In November, retailers will see no fewer than four $100-million-plus blockbusters coming to shelves as DVDs, and possibly a fifth. DreamWorks Home Entertainment, Glendale, Calif., plans to release "Madagascar," an animated feature that grossed $189.3 million theatrically, on Nov. 15, one week ahead of Warner Home Video's "The Polar Express." In addition, Twentieth Century Fox Home Entertainment, Beverly Hills, Calif., will roll out "Mr. and Mrs. Smith" on Nov. 29. By the end of November, Fox is expected to have released "Star Wars: Episode III -- Revenge of the Sith." Also scheduled for release are DreamWorks' "War of the Worlds" and Warner's "Charlie and the Chocolate Factory."
In December, shoppers will find feature films such as "Stealth," "Cinderella Man," "The Island," "Fantastic Four," "March of the Penguins," "Must Love Dogs," "Hustle and Flow," "Red Eye," "The Man" and "Dukes of Hazzard."
Bryant sees the volley of big-name releases as a much-needed shot in arm for the business. "In past years, the release schedule has been more spread out than it has been this year -- and it's been fairly light during some months during 2005."
VSDA's Snapshot of America
ENCINO, Calif. -- In the recently released 2005 Annual Report on the Home Entertainment Industry, the Video Software Dealers Association details the growth of DVD in both consumer spending and breadth of product as home video continues to be consumers' preferred choice for viewing the latest hit movies. Among its findings:
- In aggregate, consumers spent more than twice as much money buying and renting DVDs and VHS cassettes in 2004 than in purchasing tickets at the theatrical box office.

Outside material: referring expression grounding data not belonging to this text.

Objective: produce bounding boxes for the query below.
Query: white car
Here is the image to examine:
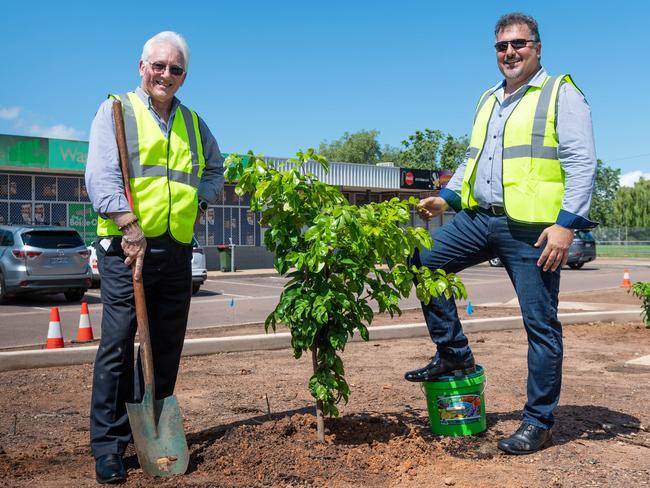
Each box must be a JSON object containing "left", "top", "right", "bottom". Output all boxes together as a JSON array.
[
  {"left": 191, "top": 236, "right": 207, "bottom": 295},
  {"left": 87, "top": 237, "right": 207, "bottom": 294},
  {"left": 88, "top": 243, "right": 100, "bottom": 287}
]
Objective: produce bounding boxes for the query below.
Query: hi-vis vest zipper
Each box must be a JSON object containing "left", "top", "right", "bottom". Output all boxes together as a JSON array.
[
  {"left": 96, "top": 92, "right": 205, "bottom": 244},
  {"left": 461, "top": 74, "right": 580, "bottom": 224}
]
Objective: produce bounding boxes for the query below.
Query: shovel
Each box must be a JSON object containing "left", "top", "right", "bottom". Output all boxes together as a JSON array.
[{"left": 112, "top": 100, "right": 190, "bottom": 477}]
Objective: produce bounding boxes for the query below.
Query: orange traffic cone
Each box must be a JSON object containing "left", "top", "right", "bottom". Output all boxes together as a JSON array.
[
  {"left": 620, "top": 269, "right": 632, "bottom": 289},
  {"left": 76, "top": 302, "right": 94, "bottom": 342},
  {"left": 46, "top": 307, "right": 64, "bottom": 349}
]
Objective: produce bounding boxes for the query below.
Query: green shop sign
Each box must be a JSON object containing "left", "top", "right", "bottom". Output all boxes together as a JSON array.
[
  {"left": 0, "top": 135, "right": 48, "bottom": 168},
  {"left": 0, "top": 134, "right": 88, "bottom": 171},
  {"left": 49, "top": 139, "right": 88, "bottom": 170},
  {"left": 68, "top": 203, "right": 97, "bottom": 244}
]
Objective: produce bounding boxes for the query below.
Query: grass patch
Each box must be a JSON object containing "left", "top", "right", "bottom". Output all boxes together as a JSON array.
[{"left": 597, "top": 244, "right": 650, "bottom": 258}]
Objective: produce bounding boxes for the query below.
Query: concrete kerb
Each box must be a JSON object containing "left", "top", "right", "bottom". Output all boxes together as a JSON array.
[{"left": 0, "top": 309, "right": 642, "bottom": 373}]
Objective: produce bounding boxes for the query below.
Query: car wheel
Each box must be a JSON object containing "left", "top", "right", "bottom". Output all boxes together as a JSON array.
[
  {"left": 0, "top": 272, "right": 8, "bottom": 304},
  {"left": 568, "top": 262, "right": 584, "bottom": 270},
  {"left": 64, "top": 288, "right": 86, "bottom": 302},
  {"left": 192, "top": 283, "right": 201, "bottom": 295},
  {"left": 489, "top": 258, "right": 502, "bottom": 267}
]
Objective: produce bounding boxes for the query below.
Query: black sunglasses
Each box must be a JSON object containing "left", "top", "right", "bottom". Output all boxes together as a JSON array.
[
  {"left": 495, "top": 39, "right": 536, "bottom": 52},
  {"left": 148, "top": 61, "right": 185, "bottom": 76}
]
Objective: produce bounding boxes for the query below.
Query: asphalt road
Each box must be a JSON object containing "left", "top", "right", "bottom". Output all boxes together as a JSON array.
[{"left": 0, "top": 260, "right": 648, "bottom": 350}]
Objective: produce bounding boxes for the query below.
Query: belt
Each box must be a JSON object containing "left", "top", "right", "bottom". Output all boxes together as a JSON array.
[{"left": 487, "top": 205, "right": 505, "bottom": 216}]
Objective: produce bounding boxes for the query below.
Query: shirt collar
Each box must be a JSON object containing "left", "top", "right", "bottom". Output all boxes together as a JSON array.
[
  {"left": 134, "top": 86, "right": 181, "bottom": 113},
  {"left": 489, "top": 66, "right": 548, "bottom": 97}
]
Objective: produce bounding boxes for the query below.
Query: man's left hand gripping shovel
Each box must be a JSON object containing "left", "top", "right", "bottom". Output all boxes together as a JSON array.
[{"left": 112, "top": 99, "right": 190, "bottom": 477}]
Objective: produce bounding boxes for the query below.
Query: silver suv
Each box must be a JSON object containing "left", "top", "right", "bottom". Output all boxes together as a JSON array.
[{"left": 0, "top": 225, "right": 92, "bottom": 303}]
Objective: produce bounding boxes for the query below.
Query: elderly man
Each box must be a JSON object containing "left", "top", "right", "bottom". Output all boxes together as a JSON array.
[
  {"left": 85, "top": 31, "right": 224, "bottom": 483},
  {"left": 404, "top": 12, "right": 596, "bottom": 454}
]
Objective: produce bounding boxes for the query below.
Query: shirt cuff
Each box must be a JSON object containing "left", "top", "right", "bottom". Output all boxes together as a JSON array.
[
  {"left": 556, "top": 209, "right": 598, "bottom": 229},
  {"left": 439, "top": 188, "right": 461, "bottom": 212}
]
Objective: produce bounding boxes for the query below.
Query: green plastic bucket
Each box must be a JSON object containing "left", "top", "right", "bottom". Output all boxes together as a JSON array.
[{"left": 422, "top": 365, "right": 486, "bottom": 436}]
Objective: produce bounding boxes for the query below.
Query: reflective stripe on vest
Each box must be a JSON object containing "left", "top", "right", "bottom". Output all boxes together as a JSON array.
[
  {"left": 96, "top": 92, "right": 205, "bottom": 244},
  {"left": 461, "top": 74, "right": 579, "bottom": 223}
]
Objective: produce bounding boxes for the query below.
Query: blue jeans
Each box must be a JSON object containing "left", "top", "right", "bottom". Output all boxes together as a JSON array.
[{"left": 411, "top": 209, "right": 562, "bottom": 429}]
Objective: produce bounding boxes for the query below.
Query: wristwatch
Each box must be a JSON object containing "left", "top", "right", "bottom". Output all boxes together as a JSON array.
[{"left": 198, "top": 200, "right": 208, "bottom": 212}]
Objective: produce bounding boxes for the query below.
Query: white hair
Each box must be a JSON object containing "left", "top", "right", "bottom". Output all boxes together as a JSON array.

- Consumer spending on home video in 2004 exceeded $24 billion.
- Sell-through accounted for over $16 billion, an increase of 15% over 2004.
- Rental generated $8 billion, remaining flat with 2003.
- In 2004, the major motion picture studios generated $21 billion worldwide from home video, 47% of all worldwide studio filmed entertainment revenue.
- Nearly 60% of U.S. households had at least one console DVD player by the end of 2004. If portables are included, 73% of U.S. households had the capacity to view a DVD.
- For the first time, DVD players began to replace rather than supplement the VCR, as VCR penetration actually declined in 2004.
- By the end of 2004, more than 40,000 titles were available on DVD.
- Sales of single-disc TV on DVD releases increased 74% between 2002 and 2004.
- Spending on music DVDs increased 60% in 2004.
- Estimates of consumer spending on previously viewed VHS and DVD copies in 2004 ranged from $658 million to $2 billion.